La situation économique se dégrade et le chômage reste au plus bas. L’effet de rémanence prévaut. Mais jusqu’à quand ?

Plaisant paradoxe

d'Lëtzebuerger Land du 26.08.2022

Décidément, pour reprendre le titre d’un album de bandes dessinées dû au dessinateur français Reiser à la fin des années 70, « on vit une époque formidable ». Depuis la fin de la crise sanitaire l’environnement économique et social ne cesse de nous réserver des surprises qui échappent aux analyses traditionnelles. Prenons le cas du chômage. Avec le ralentissement de la croissance au niveau mondial, qui est désormais une certitude, et la menace de récession dans plusieurs pays, il devrait connaître, selon la théorie économique et les exemples des crises des dernières décennies, une véritable envolée. Dans certains pays, le spectre des années qui ont suivi la crise de 2008-2009 a resurgi : en Espagne début 2013, un pic de près de 27 pour cent de chômeurs avait été atteint, avec un taux de plus de 55 pour cent chez les jeunes !

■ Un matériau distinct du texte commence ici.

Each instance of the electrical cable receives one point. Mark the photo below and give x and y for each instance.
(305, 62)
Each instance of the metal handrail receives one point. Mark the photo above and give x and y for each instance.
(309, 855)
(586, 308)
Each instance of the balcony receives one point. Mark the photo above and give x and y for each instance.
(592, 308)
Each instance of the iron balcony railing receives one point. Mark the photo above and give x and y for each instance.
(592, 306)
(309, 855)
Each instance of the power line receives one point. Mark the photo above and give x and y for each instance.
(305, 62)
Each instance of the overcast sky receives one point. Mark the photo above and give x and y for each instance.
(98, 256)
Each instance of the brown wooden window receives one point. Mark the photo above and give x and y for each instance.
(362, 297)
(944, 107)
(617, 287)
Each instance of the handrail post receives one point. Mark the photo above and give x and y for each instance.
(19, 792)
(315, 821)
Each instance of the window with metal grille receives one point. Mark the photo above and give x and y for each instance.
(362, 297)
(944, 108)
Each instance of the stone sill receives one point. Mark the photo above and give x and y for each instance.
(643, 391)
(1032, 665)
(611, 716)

Or rien de tel ne s’est produit jusqu’à présent, même pas un frémissement, si ce n’est l’effet saisonnier habituel. Ainsi, au Luxembourg, le nombre de demandeurs d’emploi résidents disponibles inscrits à l’Adem est passé de 13 638 fin juin à 14 259 fin juillet soit une hausse de 4,55 pour cent. Mais une fois déduites les variations saisonnières par le Statec, le chômage apparaît comme stable à 4,7 pour cent de la population active. Même physionomie en France où il est passé de 7,2 à 7,3 pour cent entre juin et juillet. En juin, selon Eurostat, le taux de chômage au sein de la zone euro était pour le deuxième mois consécutif au niveau historiquement bas de 6,6 pour cent et seulement de six pour cent pour l’ensemble de l’Union européenne, en baisse par rapport au printemps 2021. Aux États-Unis, avec un taux de 3,6 pour cent, le chômage est tout proche de son niveau pré-pandémique, qui était le plus bas depuis cinquante ans. En juillet, 22 États avaient des taux de chômage égaux ou inférieurs à trois pour cent.

La situation est inédite et tout le monde espère qu’elle perdurera. Pour le savoir il faut examiner ses causes. Si l’on s’en tient au chiffre du chômage global l’explication la plus couramment avancée par les économistes est qu’il existe un « effet de rémanence » de l’emploi. Le chômage ne commencerait à augmenter que plusieurs mois après que l’activité donne des signes de faiblesse, à cause des anticipations des recruteurs. Tant qu’ils pensent que les turbulences sont temporaires, ils n’ont aucune raison de se séparer de leurs salariés et trouvent toujours des moyens pour surmonter une mauvaise passe.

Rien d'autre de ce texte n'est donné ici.